Totholz ist sicherlich sehr nützlich und hilfreich für viele Insekten, Würmer und andere
Tiere, je nachdem. Es fällt schon in den verschiedenen Gebieten auf, wie viele Bäume es
getroffen hat und auch wiederholt und mehrmals Sturmbruch zu beobachten war.
Das wird auch einige Tiere getroffen haben: sowohl am Boden, auf den Bäumen als auch
in der Luft! Diese wunderbaren Lebewesen gilt es weiterhin zu schützen. Der Mensch an
sich kann das alles bewusst erkennen bzw. auch einsehen, wenn die Aufmerksamkeit und
Einsicht vorhanden wäre.
Die Auswirkungen kann man noch immer in den einzelnen Gebieten, an einigen Stellen
deutlich erkennen bzw. entdecken, wenn man mit offenen Augen durch die Natur streift.
Allerdings begegne ich vielen Menschen, die die Natur nicht wirklich bewusst
wahrnehmen, weil sie hauptsächlich vom Handy, von ihren Kindern und/oder von ihren
Hunden abgelenkt werden, die dann auch unangeleint überall herumlaufen!
Die Anzahl an Menschen und Hunden in der Natur, hat extrem stark zugenommen und
manche glauben, der Wald gehöre ihnen allein, vor allem wenn diese in Gruppen sind!
Der Geräuschpegel ist sehr störend für alle Menschen, die Ruhe suchen und
selbstverständlich für die im Wald lebenden Tiere.
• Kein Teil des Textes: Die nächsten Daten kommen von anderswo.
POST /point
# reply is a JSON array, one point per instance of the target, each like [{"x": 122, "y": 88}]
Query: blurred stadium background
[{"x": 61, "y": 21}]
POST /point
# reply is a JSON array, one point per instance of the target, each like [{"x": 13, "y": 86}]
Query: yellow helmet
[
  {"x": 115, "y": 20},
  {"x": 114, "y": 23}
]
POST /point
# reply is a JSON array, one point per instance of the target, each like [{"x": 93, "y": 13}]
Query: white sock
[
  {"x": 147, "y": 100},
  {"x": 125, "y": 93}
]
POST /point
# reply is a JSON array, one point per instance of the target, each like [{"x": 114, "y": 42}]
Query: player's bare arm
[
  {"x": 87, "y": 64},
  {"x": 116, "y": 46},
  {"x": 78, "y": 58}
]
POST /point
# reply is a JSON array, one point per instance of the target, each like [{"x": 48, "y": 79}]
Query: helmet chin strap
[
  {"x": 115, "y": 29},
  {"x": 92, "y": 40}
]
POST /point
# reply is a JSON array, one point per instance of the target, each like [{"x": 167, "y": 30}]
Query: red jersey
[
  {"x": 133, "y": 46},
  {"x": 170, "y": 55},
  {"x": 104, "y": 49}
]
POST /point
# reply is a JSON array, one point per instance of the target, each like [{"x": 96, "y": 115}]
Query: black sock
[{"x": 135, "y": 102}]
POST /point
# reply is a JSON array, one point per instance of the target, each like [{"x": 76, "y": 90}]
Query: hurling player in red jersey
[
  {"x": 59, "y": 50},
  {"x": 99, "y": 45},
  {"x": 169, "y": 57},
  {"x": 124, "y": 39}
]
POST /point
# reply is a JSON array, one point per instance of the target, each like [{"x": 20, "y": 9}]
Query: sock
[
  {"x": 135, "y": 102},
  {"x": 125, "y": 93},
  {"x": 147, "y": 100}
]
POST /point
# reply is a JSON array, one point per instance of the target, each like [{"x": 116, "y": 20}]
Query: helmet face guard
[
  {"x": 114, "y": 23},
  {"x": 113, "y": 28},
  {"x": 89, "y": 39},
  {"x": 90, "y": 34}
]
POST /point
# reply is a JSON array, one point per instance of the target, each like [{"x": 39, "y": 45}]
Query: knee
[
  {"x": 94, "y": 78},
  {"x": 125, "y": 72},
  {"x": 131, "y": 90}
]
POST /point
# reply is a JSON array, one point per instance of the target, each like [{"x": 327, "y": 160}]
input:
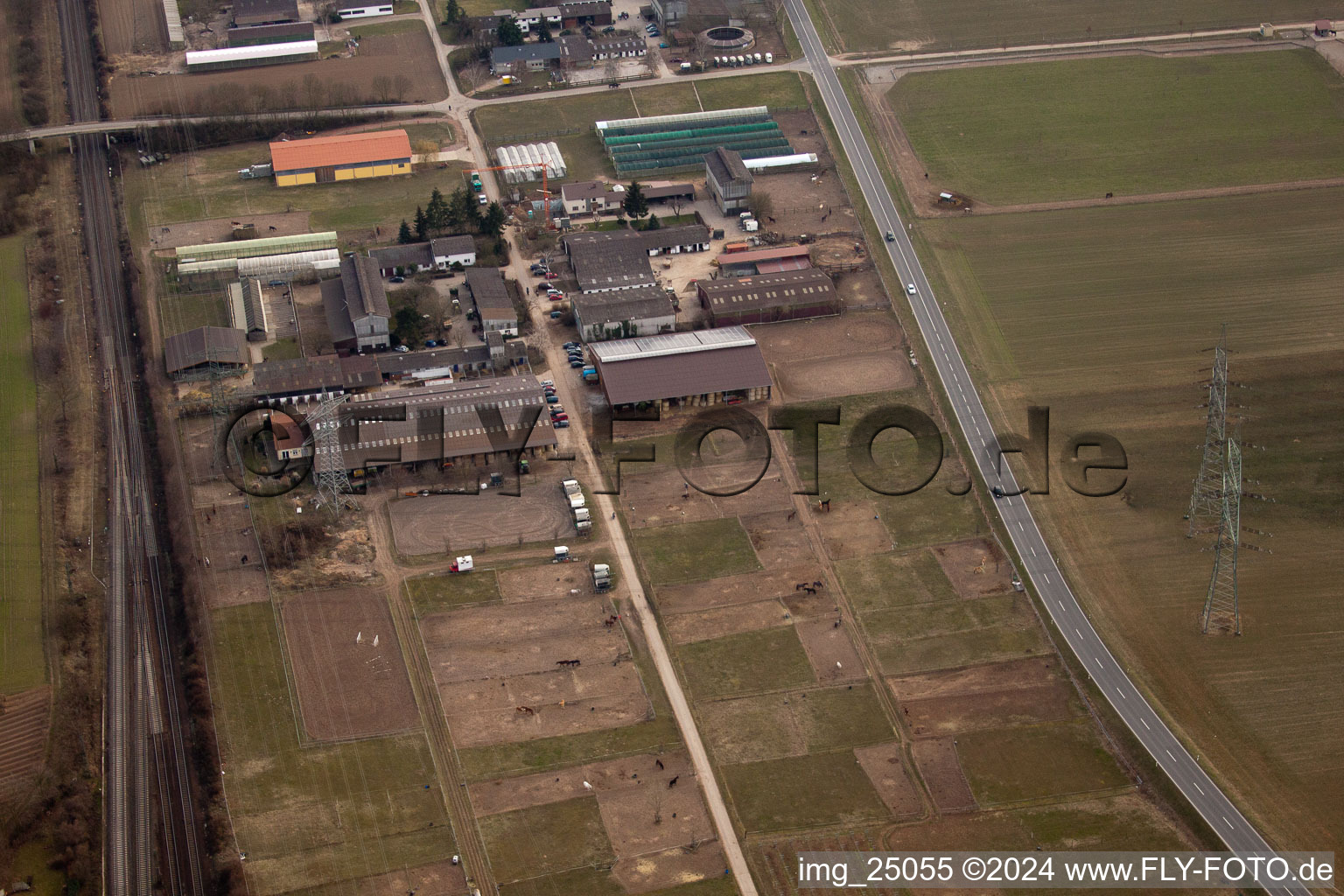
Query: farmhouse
[
  {"x": 200, "y": 351},
  {"x": 494, "y": 306},
  {"x": 624, "y": 313},
  {"x": 764, "y": 261},
  {"x": 460, "y": 422},
  {"x": 356, "y": 306},
  {"x": 326, "y": 160},
  {"x": 769, "y": 298},
  {"x": 683, "y": 369},
  {"x": 263, "y": 12},
  {"x": 727, "y": 178},
  {"x": 536, "y": 57}
]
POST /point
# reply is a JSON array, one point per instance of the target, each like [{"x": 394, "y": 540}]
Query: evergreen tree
[{"x": 634, "y": 205}]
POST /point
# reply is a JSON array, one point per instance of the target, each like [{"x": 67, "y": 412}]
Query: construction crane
[{"x": 546, "y": 192}]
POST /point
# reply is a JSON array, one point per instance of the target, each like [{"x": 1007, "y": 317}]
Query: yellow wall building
[{"x": 327, "y": 160}]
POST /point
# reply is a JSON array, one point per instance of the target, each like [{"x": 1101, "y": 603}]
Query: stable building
[
  {"x": 769, "y": 298},
  {"x": 489, "y": 294},
  {"x": 356, "y": 306},
  {"x": 624, "y": 313},
  {"x": 727, "y": 178},
  {"x": 682, "y": 369},
  {"x": 327, "y": 160},
  {"x": 206, "y": 349},
  {"x": 476, "y": 422}
]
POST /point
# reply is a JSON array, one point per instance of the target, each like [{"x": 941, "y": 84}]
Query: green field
[
  {"x": 930, "y": 24},
  {"x": 445, "y": 592},
  {"x": 695, "y": 551},
  {"x": 1103, "y": 315},
  {"x": 770, "y": 659},
  {"x": 547, "y": 838},
  {"x": 1078, "y": 130},
  {"x": 312, "y": 816},
  {"x": 802, "y": 792},
  {"x": 794, "y": 723},
  {"x": 1010, "y": 765},
  {"x": 22, "y": 657}
]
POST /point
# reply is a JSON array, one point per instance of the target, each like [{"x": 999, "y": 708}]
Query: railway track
[{"x": 143, "y": 719}]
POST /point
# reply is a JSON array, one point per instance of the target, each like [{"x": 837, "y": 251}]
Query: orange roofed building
[{"x": 326, "y": 160}]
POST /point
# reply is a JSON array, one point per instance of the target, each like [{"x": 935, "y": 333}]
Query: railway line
[{"x": 143, "y": 717}]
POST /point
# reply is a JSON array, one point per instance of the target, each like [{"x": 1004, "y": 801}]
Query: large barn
[
  {"x": 769, "y": 298},
  {"x": 327, "y": 160},
  {"x": 683, "y": 369}
]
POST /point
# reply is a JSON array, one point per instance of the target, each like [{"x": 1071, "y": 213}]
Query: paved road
[{"x": 1040, "y": 569}]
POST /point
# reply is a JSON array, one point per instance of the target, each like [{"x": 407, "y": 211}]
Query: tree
[
  {"x": 634, "y": 203},
  {"x": 492, "y": 222},
  {"x": 508, "y": 32},
  {"x": 436, "y": 214}
]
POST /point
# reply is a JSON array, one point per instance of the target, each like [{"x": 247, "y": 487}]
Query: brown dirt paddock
[
  {"x": 218, "y": 230},
  {"x": 852, "y": 529},
  {"x": 886, "y": 768},
  {"x": 132, "y": 25},
  {"x": 507, "y": 794},
  {"x": 23, "y": 732},
  {"x": 347, "y": 690},
  {"x": 689, "y": 627},
  {"x": 237, "y": 90},
  {"x": 668, "y": 868},
  {"x": 990, "y": 696},
  {"x": 962, "y": 559},
  {"x": 827, "y": 645},
  {"x": 935, "y": 758},
  {"x": 233, "y": 587},
  {"x": 456, "y": 522},
  {"x": 546, "y": 582},
  {"x": 564, "y": 702},
  {"x": 777, "y": 539},
  {"x": 749, "y": 587}
]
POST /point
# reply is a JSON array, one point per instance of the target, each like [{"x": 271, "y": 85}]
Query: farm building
[
  {"x": 494, "y": 306},
  {"x": 472, "y": 422},
  {"x": 363, "y": 11},
  {"x": 534, "y": 57},
  {"x": 680, "y": 143},
  {"x": 621, "y": 315},
  {"x": 764, "y": 261},
  {"x": 326, "y": 160},
  {"x": 246, "y": 308},
  {"x": 288, "y": 32},
  {"x": 203, "y": 349},
  {"x": 769, "y": 298},
  {"x": 269, "y": 256},
  {"x": 727, "y": 178},
  {"x": 356, "y": 306},
  {"x": 250, "y": 57},
  {"x": 263, "y": 12},
  {"x": 683, "y": 369}
]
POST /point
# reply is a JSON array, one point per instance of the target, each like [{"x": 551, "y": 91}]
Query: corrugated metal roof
[{"x": 341, "y": 150}]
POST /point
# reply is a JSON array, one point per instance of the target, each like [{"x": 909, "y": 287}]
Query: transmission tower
[
  {"x": 330, "y": 473},
  {"x": 1221, "y": 607},
  {"x": 1206, "y": 499}
]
So fällt es einem auf, dass man doch
noch wenigen Menschen begegnet, die ebenso noch wirklich Ruhe suchen und natürlich
gesunde Luft atmen möchten. Mit den Leuten komme ich gerne ins Gespräch, weil es ja
auch Freude macht. Im Gespräch ergeben sich auch bestimmte Aspekte, auf die ich
aufmerksam machen und freundlich hinweisen kann. Einige beachten das natürlich,
worüber ich mich freue. Doch das Gros der Menschen nimmt dies leider selten wahr, weil
sie überwiegend mit dem Handy beschäftigt sind und "nebenbei" Kinder und Hunde
ausführen (was ebenfalls extrem deutlich zugenommen)!
Mich stimmt es sehr nachdenklich, auch, dass ich bestimmte Gebiete meide, aufgrund
von gewissen Vorkommnissen! So fühlt man sich oft allein nicht mehr sicher, weil eben
auch an verschiedenen Stellen, wo Besucher nichts zu suchen haben, eben doch einige
sich dort ungeniert "tummeln"! Ebenso erschreckend ist, dass oft zwischendurch Schüsse
bzw. Knallgeräusche (mehr als Silvesterböller) in der Natur zu hören sind, vermehrt!?
Das Ordnungsamt hat vermutlich genug an anderen Stellen zu tun, aber ein wenig mehr
in meinem Gebiet wäre auch hilfreich und erfreulich.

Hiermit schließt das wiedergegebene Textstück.